After working as Pacifica’s national news director in the late 1990s, Coughlin rose to power with a group of “reformers” in January 2002, after a legal settlement dismantled the previous regime. His mission has been to restore solvency to the network, which also includes KPFA in Berkeley, WPFW in Washington, D.C., KPFT in Houston, and KPFK in Los Angeles. According to Coughlin, the network’s deficit has decreased from $4.8 million to $600,000 in less than two years. Asked about layoffs at other stations, he replied, “KPFK had a decline in listener support and so there will also have to be belt-tightening there.”

At WBAI, the operating budget is about $4 million, of which $1.6 million goes to payroll (including consultants’ fees of $80,000). The station generates 85 percent of its revenues from listener donations, plus $350,000 a year from a Corporation for Public Broadcasting grant. But Pacifica accepts no commercial advertising or corporate donations, which leaves WBAI overly dependent on listener support. According to Rojas, fundraising drives in early 2003 were successful because of the “war bump” (that is, anti-war sentiment), but now the bump is gone, and the station cannot go on “living from marathon to marathon.”

Hence the imminent “restructuring” of WBAI. According to Rojas, one of his goals is to increase the efficiency of the station’s efforts to collect on listener pledges, which he predicts will “recoup tens of thousands of dollars.” He says another goal is to improve programming quality by introducing “headline news” at the top of each hour and by redesigning the morning slot from 6 to 9. The headline news format is set to debut on December 1, and is said to be modeled on 1010 WINS.

Pacifica executive director Coughlin believes the new format will position WBAI as the “number one source of news information in the tri-state area” and provide valuable content for a syndicated news service. “There is a desperate need for alternative news about what is happening nationally and internationally,” he says, “and we’re ramping up to meet that demand. Who else is going to tell you that the U.S. soldiers are losing in Iraq? You won’t hear about it on NPR.”

Some staffers oppose the introduction of headline news because, as one source put it, “it runs against the grain of what people feel WBAI is supposed to be about, which is comprehensive news.” Asked whether the station’s existing news standards can be maintained if the staff is cut in half, Coughlin replied, “The creativity and energy and professional excellence of the WBAI staff shine in moments of crisis.”

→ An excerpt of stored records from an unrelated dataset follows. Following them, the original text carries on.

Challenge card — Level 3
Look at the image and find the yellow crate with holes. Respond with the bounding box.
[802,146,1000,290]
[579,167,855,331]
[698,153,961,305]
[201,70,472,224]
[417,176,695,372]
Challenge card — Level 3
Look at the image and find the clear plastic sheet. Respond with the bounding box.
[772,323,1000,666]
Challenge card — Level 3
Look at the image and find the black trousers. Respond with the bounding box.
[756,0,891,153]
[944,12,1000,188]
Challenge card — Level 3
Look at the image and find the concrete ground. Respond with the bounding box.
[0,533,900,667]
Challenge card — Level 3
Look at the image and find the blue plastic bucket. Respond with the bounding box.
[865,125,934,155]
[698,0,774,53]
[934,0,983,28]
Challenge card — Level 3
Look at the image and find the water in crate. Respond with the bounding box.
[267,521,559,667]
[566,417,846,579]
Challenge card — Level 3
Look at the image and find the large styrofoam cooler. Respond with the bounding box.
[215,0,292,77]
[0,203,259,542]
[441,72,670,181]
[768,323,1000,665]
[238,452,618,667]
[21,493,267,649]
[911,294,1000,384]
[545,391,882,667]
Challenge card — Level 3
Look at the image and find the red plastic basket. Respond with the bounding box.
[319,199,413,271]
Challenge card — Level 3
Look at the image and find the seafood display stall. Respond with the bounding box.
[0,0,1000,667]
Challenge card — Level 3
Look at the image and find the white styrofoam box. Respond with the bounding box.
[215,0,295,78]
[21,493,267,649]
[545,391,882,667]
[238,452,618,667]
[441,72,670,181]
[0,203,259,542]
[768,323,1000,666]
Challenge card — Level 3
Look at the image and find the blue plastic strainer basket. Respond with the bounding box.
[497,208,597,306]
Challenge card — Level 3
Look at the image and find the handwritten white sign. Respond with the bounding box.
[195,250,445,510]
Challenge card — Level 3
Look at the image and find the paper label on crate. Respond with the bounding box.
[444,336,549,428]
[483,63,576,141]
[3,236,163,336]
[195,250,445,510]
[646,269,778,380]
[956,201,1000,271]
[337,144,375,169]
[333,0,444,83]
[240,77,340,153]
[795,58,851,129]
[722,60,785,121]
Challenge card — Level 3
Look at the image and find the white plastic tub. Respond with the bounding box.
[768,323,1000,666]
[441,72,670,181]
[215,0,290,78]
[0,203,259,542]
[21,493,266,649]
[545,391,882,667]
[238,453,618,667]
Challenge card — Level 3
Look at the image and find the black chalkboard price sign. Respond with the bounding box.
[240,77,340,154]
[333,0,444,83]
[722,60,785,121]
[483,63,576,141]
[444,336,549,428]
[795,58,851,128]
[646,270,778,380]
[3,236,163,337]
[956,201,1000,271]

The changes have already begun to roil WBAI, but Rojas refuses to engage in the kind of political battle the community thrives on. “I want to take the high ground and do what’s in the best interest of the station,” he explains, “and I’m not going to have the station continue to be mired in these sectarian fights. It’s time for people to demonstrate their commitment.”

Presumably by tuning in at the top of the hour.

Gravity or Style?

Last week, as gossip focused on potential successors to New York Times Book Review editor Charles McGrath, another question came up: What exactly does Times culture czar Adam Moss intend to do with the Book Review?

Moss faces a dilemma, according to Atlantic Monthly literary editor Ben Schwarz. He could keep the section as it is—the review of record, the voice of The New York Times, ever conscious of its power and responsibility—or make it a sharper read. Schwarz has long maintained that a serious book review is less about the book than about giving a good writer the chance to make a bold argument with style.

“I understand why the Times wouldn’t want to give up the section’s gravity,” says Schwarz, “but if you wanted to make your mark as the editor of the Times Book Review, the first thing you would do is to make it less influential. That would give you the license to make the reviews livelier and more discriminating.”

Moss has been down this road before. After becoming editor of the Times Magazine in 1998, he transformed the section into a smart and stylish read that doesn’t take itself too seriously. Will he try a similar move with the Book Review? Says Schwarz, “If you put writers with stronger voices in there, it will be more sparkling, but by definition, less authoritative.”